About Parallel Execution

Parallel execution of Abaqus is implemented using two different schemes: threads and message passing. Threads are lightweight processes that can perform different tasks simultaneously within the same application. Threads can communicate relatively easily by sharing the same memory pool. Thread-based parallelization is readily available on all shared memory platforms.

Parallelization with message passing uses multiple analysis processes that communicate with each other via the Message Passing Interface (MPI). This requires MPI components to be installed. On the command line you can set mp_mode=mpi to indicate that MPI components are available on the system. Alternatively, set mp_mode=MPI in the environment file (see Environment File Settings). The MPI-based implementation is the default on all platforms where it is supported.

Output the local installation notes for your system to learn about local multiprocessing capabilities (see Obtaining Information). From the Support page at , refer to the System Information page for the current release of Abaqus for complete information about parallel processing support on various platforms, including information about MPI requirements and availability.

This page discusses:

Parallel Processing Support for Abaqus Features

The following Abaqus/Standard features can be executed in parallel: analysis input preprocessing, the direct sparse solver, the iterative solver, the eigensolvers, and element operations. Analysis input preprocessing uses only MPI-based parallelization and will not be executed in parallel if only data checking is performed. For Abaqus/Explicit all of the computations other than those involving the analysis input preprocessor and the packager can be executed in parallel. Each of the features that are available for parallel execution has certain limitations, which are documented in detail; see Parallel Execution in Abaqus/Standard and Parallel Execution in Abaqus/Explicit.

Parallel Execution on Shared Memory Computers

Abaqus/Standard and Abaqus/Explicit can be executed in parallel on shared memory computers by using threads or the MPI. When the MPI is available, Abaqus runs all available parallel features with MPI-based parallelization and activates thread-based parallel implementations for cases where an equivalent MPI-based implementation does not exist (e.g., direct sparse solver).
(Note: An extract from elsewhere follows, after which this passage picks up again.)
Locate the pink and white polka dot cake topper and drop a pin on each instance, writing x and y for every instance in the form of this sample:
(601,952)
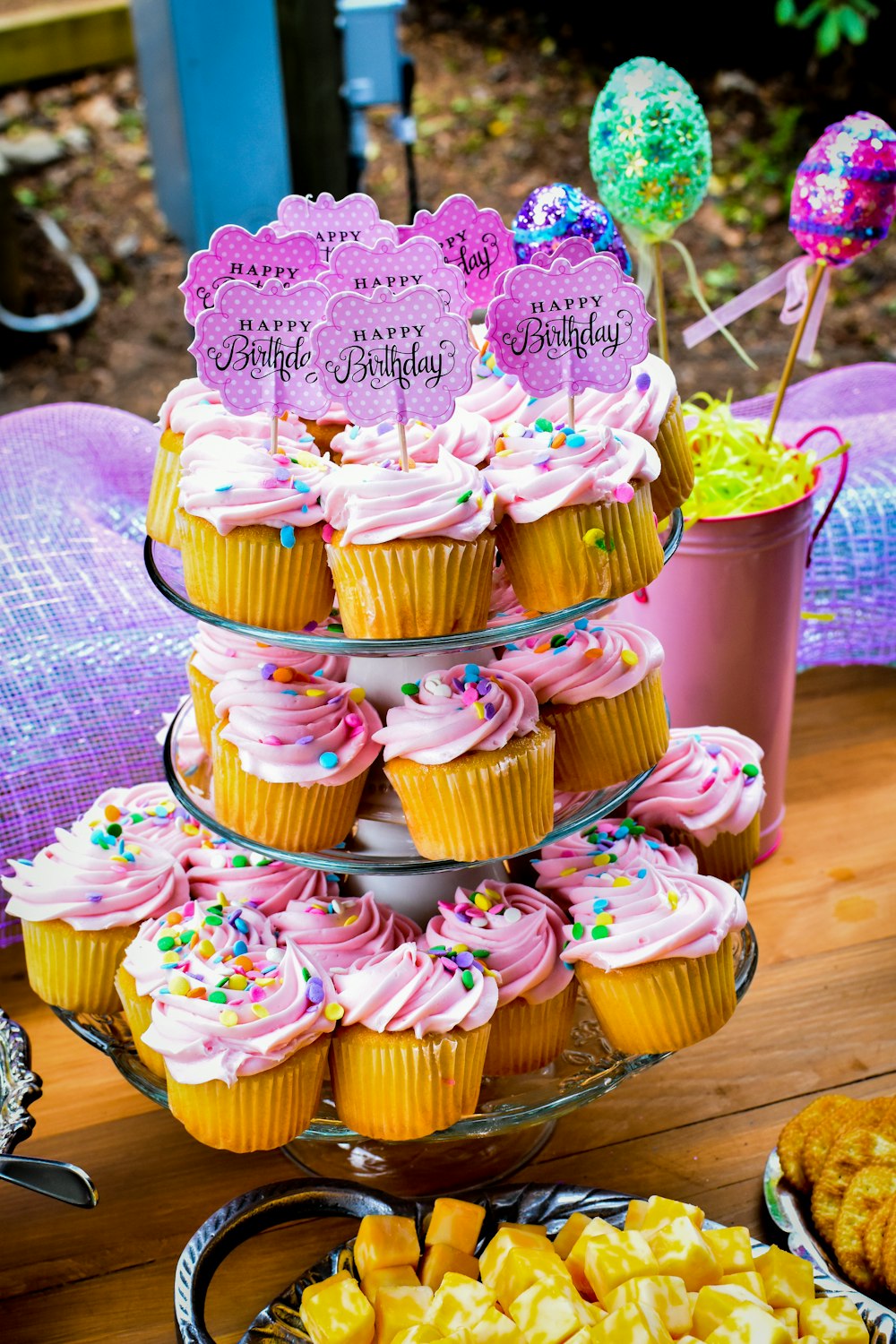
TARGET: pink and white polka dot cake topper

Parallel Execution on Computer Clusters

Abaqus can be executed in parallel on computer clusters by using MPI-based parallelization. For parallel execution on computer clusters, the list of machines or hosts is given with the mp_host_list environment file parameter. This parameter also defines the number of processors to be used on each host.

Parallel Execution Using GPGPU Hardware

The direct solver in Abaqus/Standard can be executed in parallel on computers equipped with compute-capable GPGPU cards.

Use with User Subroutines

User subroutines can be used when running jobs in parallel. In a distributed run, the entire model is decomposed into separate domains (partitions). Each domain is serviced by a separate MPI process. Abaqus provides well-defined synchronization points at which it is possible to exchange information across all MPI ranks, using the MPI communications facilities. All native MPI calls are supported, in both Fortran and C++. In addition, for cases of hybrid execution, user subroutines and any subroutines called by them must be thread safe. This precludes the use of common blocks, data statements, and save statements. To work around these limitations and for guidelines and techniques, see Ensuring Thread Safety.